AnyConnect Via Client Certificates - Questions

s1nsp4wn · ‎01-18-2020

Rob Ingram · ‎01-18-2020

Hi,
Yes it's possible to authenticate to ASA using certificates only and just send authorisation to ISE.

The AnyConnect user must have a certificate that is mutually trusted by the ASA. The ASA would usually have an identity certificate issued by an internal CA, which is the same CA that issued the user certificate.

HTH

s1nsp4wn · ‎01-18-2020

What would the ASA cli config look like? Should I remove authentication myiseserver from tunnel group? Also I have my internal root and intermediate in CA on the ASA already but it will not accept the computer client cert I have with error:

File: CTransportWinHttp.cpp

Line: 1255

Invoked Function: HttpSendRequest

Return Code: 12186 (0x00002F9A)

Description: The client certificate credentials were not recognized.

********************************************************

Function: ConnectIfc::TranslateStatusCode

File: ConnectIfc.cpp

Line: 3157

Invoked Function: ConnectIfc::TranslateStatusCode

Return Code: -29949918 (0xFE370022)

Description: CTRANSPORT_ERROR_USER_CERT

Internal Error (client certificate error).

Rob Ingram · ‎01-18-2020

You need to use a user certificate

s1nsp4wn · ‎01-18-2020

Error above is from a user cert. I have a machine cert that doesn’t get this error.

Rob Ingram · ‎01-18-2020

Configuration below from my lab, which successfully authenticates the user to the ASA using certificates and passes the CN to ISE for authorisation.

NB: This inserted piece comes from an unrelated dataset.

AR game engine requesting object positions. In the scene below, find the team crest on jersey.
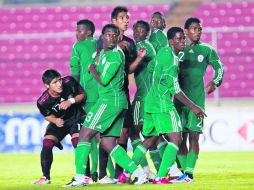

aaa-server ISE protocol radius
 authorize-only
 interim-accounting-update periodic 24
 dynamic-authorization
aaa-server ISE (INSIDE) host 192.168.10.10
 key *****
 authentication-port 1812
 accounting-port 1813
 radius-common-pw *****

tunnel-group TG-1 general-attributes
 authorization-server-group ISE
tunnel-group TG-1 webvpn-attributes
 authentication certificate
 group-alias TG-1 enable

crypto ca trustpoint LAB_PKI
 enrollment terminal
 fqdn asa-1.lab.net
 subject-name CN=asa-1.lab.net,OU=LAB,ST=London,C=GB
 keypair VPN_KEY
 crl configure

ssl trust-point LAB_PKI OUTSIDE

The identity certificate on the ASA trustpoint LAB_PKI is signed by the same Internal CA that issued the user certificate on my computer.

Provide your configuration if you still have issues, errors without context make it harder to troubleshoot.

HTH

s1nsp4wn · ‎01-18-2020

keys, hostnames, addresses etc removed:

tunnel-group test type remote-access
tunnel-group test general-attributes
authentication-server-group test
authorization-server-group test
accounting-server-group test
default-group-policy test
authorization-required
tunnel-group test webvpn-attributes
authentication aaa certificate
group-url https://fqdn/test enable
!

aaa-server test protocol radius
authorize-only
interim-accounting-update periodic 24
dynamic-authorization
aaa-server test (INSIDE) host mypriserver
authentication-port 1812
accounting-port 1813
raaa-server test (INSIDE) host mysecserver
authentication-port 1812
accounting-port 1813

!

aaa-server test protocol radius
aaa-server test (INSIDE) host mypriserver
authentication-port 1812
accounting-port 1813

!

crypto ca trustpoint root
enrollment terminal
crl configure
crypto ca trustpoint intermediate
enrollment terminal
crl configure
(two trust points because I could not combine my root and intermediate into one cert)

Rob Ingram · ‎01-18-2020

So is that trustpoint enabled for ssl?
Do the ASA and User trust each others certificate?
So you have a computer certificate that works but it's just the user certificate that does not work? What is the difference in the certificate template used?
Enable debugging on the ASA and upload for review.

s1nsp4wn · ‎01-18-2020

So is that trustpoint enabled for ssl? Yes

Do the ASA and User trust each others certificate? Yes

So you have a computer certificate that works but it's just the user certificate that does not work? Yes

I’ll get back to you on template differences

What is the difference in the certificate template used?
Enable debugging on the ASA and upload for review.